L’etimologia della denominazione attuale richiama la funzione del luogo che è appunto quella dell’ospitalità.

Pompei – Thermopolium

Locali simili alle osterie esistevano già nell’antica Roma chiamati enopolium, mentre nei thermopolium si servivano anche cibi e bevande caldi, mantenuti a temperatura in grandi vasi di terracotta incassati nel bancone: esempi ben conservati sono visibili presso gli scavi dell’antica Pompei.

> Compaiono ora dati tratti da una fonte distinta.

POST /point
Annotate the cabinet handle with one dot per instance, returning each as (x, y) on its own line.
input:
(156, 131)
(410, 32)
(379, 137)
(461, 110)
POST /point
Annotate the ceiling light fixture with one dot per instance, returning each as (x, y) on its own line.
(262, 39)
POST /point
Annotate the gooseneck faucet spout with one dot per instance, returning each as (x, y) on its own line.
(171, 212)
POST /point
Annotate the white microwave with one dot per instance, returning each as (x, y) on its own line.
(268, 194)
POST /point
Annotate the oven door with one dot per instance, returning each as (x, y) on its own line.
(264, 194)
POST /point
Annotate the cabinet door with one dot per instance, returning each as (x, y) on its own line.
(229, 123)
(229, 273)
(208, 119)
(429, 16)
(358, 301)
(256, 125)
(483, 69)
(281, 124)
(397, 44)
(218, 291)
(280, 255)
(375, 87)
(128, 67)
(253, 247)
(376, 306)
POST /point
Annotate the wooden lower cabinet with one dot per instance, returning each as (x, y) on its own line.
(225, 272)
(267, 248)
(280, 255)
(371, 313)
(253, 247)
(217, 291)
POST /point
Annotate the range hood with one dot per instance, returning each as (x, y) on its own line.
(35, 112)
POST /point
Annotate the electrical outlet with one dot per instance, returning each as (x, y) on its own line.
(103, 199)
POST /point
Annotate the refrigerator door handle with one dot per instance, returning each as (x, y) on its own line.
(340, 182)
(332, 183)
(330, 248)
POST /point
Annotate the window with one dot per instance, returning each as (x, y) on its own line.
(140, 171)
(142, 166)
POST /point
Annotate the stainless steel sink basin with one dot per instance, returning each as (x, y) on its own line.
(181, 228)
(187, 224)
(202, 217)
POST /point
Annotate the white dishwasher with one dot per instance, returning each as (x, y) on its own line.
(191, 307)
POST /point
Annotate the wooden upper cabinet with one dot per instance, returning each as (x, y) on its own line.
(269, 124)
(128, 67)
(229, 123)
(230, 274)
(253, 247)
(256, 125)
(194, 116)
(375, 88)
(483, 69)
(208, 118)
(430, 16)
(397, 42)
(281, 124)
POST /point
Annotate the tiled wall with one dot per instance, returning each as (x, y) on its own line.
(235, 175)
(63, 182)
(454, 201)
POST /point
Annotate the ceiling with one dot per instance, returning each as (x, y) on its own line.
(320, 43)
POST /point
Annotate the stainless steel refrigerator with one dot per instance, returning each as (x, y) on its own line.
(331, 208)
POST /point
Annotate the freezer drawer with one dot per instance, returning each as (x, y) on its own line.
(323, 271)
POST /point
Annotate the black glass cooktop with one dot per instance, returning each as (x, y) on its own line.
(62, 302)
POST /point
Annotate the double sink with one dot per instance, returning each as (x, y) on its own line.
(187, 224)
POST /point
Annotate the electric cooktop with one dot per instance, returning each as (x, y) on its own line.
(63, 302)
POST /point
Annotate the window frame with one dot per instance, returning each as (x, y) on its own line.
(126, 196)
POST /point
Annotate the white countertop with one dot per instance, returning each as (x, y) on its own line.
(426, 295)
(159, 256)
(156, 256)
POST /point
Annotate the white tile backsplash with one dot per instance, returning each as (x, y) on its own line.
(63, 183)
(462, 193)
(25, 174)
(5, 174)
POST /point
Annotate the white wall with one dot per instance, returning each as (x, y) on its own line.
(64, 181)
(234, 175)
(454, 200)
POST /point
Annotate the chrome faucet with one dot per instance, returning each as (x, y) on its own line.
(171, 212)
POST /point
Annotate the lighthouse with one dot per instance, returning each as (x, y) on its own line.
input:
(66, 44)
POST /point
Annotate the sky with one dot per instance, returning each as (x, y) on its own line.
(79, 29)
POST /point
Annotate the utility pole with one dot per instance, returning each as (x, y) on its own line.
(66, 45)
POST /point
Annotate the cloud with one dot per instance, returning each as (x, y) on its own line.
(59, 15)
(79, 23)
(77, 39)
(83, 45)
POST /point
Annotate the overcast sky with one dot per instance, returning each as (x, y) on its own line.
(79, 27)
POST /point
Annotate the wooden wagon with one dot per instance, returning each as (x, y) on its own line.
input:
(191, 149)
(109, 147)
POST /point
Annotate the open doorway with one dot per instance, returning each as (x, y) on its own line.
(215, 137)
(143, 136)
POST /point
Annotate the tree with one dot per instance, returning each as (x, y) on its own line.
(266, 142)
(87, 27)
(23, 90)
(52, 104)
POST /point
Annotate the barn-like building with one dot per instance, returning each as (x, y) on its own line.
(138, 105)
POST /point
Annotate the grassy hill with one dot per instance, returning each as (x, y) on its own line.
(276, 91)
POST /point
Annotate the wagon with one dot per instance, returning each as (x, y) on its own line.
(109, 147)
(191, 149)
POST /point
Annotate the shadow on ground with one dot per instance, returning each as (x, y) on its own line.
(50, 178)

Le osterie sorsero, come punti di ristoro, nei luoghi di passaggio o in quelli di commercio che nella fattispecie sono strade, incroci, piazze e mercati. Ben presto divennero anche luoghi d’incontro e di ritrovo, di relazioni sociali. Gli edifici, spesso poveri e dimessi, assumevano importanza in base al luogo dove sorgevano e alla vita che vi si alimentava. Il vino era l’elemento immancabile intorno al quale tutti gli altri facoltativi giravano: il cibo, le camere da letto, la prostituzione.

Già nel Trecento a Bologna si contavano ben 150 osterie. A partire dal XV secolo le osterie divennero sempre più numerose, punto di ritrovo di cittadini e intellettuali, fino a ricoprire un ruolo di aggregazione e dibattito molto importante nel tessuto sociale cittadino. Ancora oggi sono molti in città i locali improntati sull’antico concetto di osteria[2].[3]